The reporters shift topics. The crew is coming out. You sit up in your chair, eager to see the saviors of Earth... before they fly off into space and are never seen again by the rest of humanity.
Commander Yao Li-jie. The pilot. He salutes, and you feel the urge to salute back. Or bow.
Olesya Ilyukhina. The engineer. She waves vigorously and throws up double peace signs. You almost smile. She doesn't seem to be thinking about how she's going to die.
And the scientist. The reporters apologize, the Hail Mary's science specialist is already aboard the craft, already unconscious by request, to minimize panic. He was brought in so late, didn't have much time to get accustomed to space travel. But we salute him all the same for stepping up and filling the spot after that tragic accident.
An image appears to fill the screen, with text underneath. Your heart stops.
You are thirteen years old again. You are sitting in your desk all ready for Rock Sorting.
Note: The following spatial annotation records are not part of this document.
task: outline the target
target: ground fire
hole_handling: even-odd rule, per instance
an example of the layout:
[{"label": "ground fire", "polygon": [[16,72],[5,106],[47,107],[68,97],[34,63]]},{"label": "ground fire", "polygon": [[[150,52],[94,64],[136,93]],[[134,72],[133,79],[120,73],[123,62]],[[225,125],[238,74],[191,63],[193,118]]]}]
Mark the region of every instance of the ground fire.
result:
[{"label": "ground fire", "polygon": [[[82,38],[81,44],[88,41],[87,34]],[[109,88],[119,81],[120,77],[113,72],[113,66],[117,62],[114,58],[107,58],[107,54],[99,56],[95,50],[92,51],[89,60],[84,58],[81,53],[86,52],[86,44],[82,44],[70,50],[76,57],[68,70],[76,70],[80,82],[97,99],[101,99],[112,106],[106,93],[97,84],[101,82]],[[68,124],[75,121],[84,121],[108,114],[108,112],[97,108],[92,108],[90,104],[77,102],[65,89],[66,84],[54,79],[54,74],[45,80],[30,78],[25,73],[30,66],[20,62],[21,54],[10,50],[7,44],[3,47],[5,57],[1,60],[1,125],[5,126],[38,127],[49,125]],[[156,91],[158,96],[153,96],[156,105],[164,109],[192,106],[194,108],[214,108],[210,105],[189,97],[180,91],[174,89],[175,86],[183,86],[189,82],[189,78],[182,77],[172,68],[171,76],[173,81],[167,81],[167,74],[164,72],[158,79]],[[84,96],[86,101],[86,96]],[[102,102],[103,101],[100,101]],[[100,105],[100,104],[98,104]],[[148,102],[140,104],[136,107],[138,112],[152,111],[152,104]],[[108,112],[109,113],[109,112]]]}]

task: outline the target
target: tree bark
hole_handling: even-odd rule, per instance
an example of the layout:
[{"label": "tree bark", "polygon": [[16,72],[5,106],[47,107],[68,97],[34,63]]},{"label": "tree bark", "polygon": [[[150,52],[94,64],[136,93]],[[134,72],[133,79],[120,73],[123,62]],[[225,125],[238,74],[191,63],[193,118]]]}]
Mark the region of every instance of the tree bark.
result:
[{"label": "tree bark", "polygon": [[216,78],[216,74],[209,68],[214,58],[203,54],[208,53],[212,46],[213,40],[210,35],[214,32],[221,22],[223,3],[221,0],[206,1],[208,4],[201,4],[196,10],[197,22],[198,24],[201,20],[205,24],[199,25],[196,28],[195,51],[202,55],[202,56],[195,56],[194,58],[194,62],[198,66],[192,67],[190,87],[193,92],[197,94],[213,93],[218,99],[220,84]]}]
One of your classmates asks a question. It was the last normal moment of your life.
The reporters are talking, but you barely hear it. No one else in the room seems to be feeling the world fall apart the way you are. You look across the room at one of your classmates. She's the one who asked the question. You see it in her eyes. The same disbelief. The same shock. You're not dreaming. You look back up at the front of the classroom.
After all this time, there he is--right there in front of you. Your favorite teacher in the whole wide world, who taught you to be curious, who taught you to never stop learning, who told you that life was about to get very hard, but it didn't sound so scary when he was right there telling you about it. Dr. Ryland Grace, Microbiologist. About to be sent off to space to die.
His picture and name blur in your vision, and the ache you've been burying since 8th grade opens up to swallow your stomach.
Then the screen changes, and he's gone.